By The Associated Press, Associated Press
The United States and North Korea have announced a nuclear-disarmament-for-aid deal after their first nuclear talks since the death of Kim Jong Il. Here's a timeline of some key developments of North-South tensions in Korean history:
— Sept. 9, 1948: Kim Il Sung establishes the Democratic People's Republic of Korea in the northern half of the Korean peninsula.
— June 25, 1950: North Korea invades the South, beginning the Korean War. United States backs South Korea, while China and the Soviet Union provide support to the North.
— July 27, 1953: Korean War ends in armistice, not a peace treaty. Demilitarized Zone established along the border; U.S. military presence in South Korea remains.
— January 1967: South Korean naval ship patrolling waters near maritime border sinks after being attacked by North Korean artillery. Thirty-nine of the 79 sailors on board are killed.
— January 1968: Thirty-one North Korean commandos storm South Korea's presidential Blue House in failed assassination attempt against President Park Chung-hee. Seven South Koreans killed.
— December 1969: North Korean spy hijacks and reroutes a South Korean airliner to North Korea. Thirty-nine hostages are freed after more than two months.
— November 1987: Bombing of Bangkok-bound South Korean airliner kills 115 passengers and crew. Two North Korean spies are found responsible.
— July 8, 1994: Kim Il Sung dies of a heart attack at age 82. His son, Kim Jong Il, succeeds him as leader.
— Mid-1990s: North Korea suffers a devastating famine that kills an estimated 5 to 10 percent of its population.
— Spring 2009: North Korea withdraws from talks with its neighbors and the U.S. over ending its nuclear program and conducts a second nuclear test.
— March 26, 2010: Explosion sinks South Korean naval ship near Koreas' western maritime border, killing 46 sailors. An international investigation later finds North Korea to be responsible for the sinking.
— September 2010: Kim Jong Il unveils his third son, the twenty-something Kim Jong Un, as his successor, and assigns him to high-ranking positions in the Workers' Party and military.
— Nov. 23, 2010: North Korea fires dozens of rounds of artillery onto a populated South Korean island near their disputed western sea boundary, killing four people. South Korea returns fire and scrambles fighter jets.
— July 22, 2011: During the Southeast Asian regional security conference in Bali, Indonesia, top nuclear envoys from North and South Korea emerge smiling from their first meeting since 2008, say they are ready to work together to resume stalled disarmament talks.
— July 27, 2011: Senior North Korean diplomat visits New York to negotiate ways to restart six-nation nuclear disarmament talks.
— Oct. 24, 2011: U.S. and North Korean diplomats open talks in Geneva on Pyongyang's nuclear program.
— Nov. 30, 2011: North Korea says it is making rapid progress on work to enrich uranium and build a light-water nuclear power plant, increasing worries that the country is developing another way to make atomic weapons.
— Dec. 19, 2011: North Korea announces that Kim Jong Il has died of a heart attack while riding on his personal train. South Korea puts its military on alert while people break into tears on the streets of Pyongyang as they learn the news. Kim Jong Un dubbed "great successor."

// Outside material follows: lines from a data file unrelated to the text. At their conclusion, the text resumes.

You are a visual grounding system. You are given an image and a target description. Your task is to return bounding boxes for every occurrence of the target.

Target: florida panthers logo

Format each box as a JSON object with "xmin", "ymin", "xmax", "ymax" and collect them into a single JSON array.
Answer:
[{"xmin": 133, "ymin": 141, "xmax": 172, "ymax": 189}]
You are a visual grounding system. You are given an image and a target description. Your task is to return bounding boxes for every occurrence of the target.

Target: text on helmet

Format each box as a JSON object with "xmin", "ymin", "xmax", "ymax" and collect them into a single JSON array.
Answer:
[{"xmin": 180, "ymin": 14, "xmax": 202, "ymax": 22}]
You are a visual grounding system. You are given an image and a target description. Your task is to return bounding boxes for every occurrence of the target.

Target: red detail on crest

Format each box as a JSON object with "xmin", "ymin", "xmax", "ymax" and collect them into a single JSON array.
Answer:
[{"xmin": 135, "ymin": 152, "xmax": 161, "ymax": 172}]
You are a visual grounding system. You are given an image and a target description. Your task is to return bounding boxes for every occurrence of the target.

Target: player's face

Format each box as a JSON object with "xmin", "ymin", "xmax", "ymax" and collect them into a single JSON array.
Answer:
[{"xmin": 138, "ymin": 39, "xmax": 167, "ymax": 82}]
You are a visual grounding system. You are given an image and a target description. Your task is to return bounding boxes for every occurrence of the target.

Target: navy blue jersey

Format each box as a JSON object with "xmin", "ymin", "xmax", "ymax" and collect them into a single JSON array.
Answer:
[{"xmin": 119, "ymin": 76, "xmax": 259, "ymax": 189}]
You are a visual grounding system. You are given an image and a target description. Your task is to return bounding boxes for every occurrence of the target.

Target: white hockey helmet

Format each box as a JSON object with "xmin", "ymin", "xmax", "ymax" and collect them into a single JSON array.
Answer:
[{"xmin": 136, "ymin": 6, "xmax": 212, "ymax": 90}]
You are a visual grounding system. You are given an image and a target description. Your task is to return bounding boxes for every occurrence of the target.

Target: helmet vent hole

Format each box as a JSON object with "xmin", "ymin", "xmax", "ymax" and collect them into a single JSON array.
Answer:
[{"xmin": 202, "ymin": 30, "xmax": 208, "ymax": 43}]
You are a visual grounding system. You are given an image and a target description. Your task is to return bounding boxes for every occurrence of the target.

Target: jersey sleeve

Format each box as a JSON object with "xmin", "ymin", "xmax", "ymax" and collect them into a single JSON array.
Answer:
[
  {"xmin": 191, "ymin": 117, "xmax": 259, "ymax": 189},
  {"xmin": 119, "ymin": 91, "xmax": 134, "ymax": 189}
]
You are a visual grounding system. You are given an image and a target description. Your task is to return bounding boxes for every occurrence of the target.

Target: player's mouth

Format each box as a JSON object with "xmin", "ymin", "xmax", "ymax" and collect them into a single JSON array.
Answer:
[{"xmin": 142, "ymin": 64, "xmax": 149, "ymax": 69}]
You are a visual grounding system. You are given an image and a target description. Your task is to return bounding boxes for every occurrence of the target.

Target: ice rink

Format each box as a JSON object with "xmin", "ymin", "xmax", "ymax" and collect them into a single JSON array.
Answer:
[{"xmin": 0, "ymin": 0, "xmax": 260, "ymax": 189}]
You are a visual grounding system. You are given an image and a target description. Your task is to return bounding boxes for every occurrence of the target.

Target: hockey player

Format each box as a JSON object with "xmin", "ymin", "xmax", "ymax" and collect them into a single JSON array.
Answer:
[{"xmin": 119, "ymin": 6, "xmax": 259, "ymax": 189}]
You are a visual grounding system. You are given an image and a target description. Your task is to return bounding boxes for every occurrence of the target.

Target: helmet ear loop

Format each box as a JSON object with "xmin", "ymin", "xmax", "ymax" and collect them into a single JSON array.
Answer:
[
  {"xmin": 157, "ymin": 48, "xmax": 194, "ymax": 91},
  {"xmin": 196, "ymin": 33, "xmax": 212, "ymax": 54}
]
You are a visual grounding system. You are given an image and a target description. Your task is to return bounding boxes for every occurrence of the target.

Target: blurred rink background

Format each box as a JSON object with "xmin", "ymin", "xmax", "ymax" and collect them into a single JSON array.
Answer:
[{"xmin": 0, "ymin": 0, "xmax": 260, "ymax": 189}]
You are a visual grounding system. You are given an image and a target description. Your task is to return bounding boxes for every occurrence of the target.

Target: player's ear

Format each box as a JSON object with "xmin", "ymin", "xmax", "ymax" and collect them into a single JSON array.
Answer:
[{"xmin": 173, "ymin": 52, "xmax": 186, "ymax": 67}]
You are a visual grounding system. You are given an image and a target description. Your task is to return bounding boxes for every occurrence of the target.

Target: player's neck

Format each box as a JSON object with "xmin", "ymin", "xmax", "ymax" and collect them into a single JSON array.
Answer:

— Dec. 30, 2011: North Korea warns the world there will be no softening on its position toward South Korea's government.
— Feb. 23, 2012: Amid cautious optimism, U.S. and North Korean envoys meet in Beijing for their first talks on dismantling Pyongyang's nuclear programs since the death of Kim Jong Il.
— Feb. 29, 2012: In concurrent announcements, the U.S. and North Korea say they have reached a deal for the U.S. to provide food aid to North Korea in exchange for the North's suspension of uranium enrichment and a moratorium on nuclear and long-range missile tests.
(This version corrects that announcement of Kim Jong Il's death was made Dec. 19, not Dec. 18.)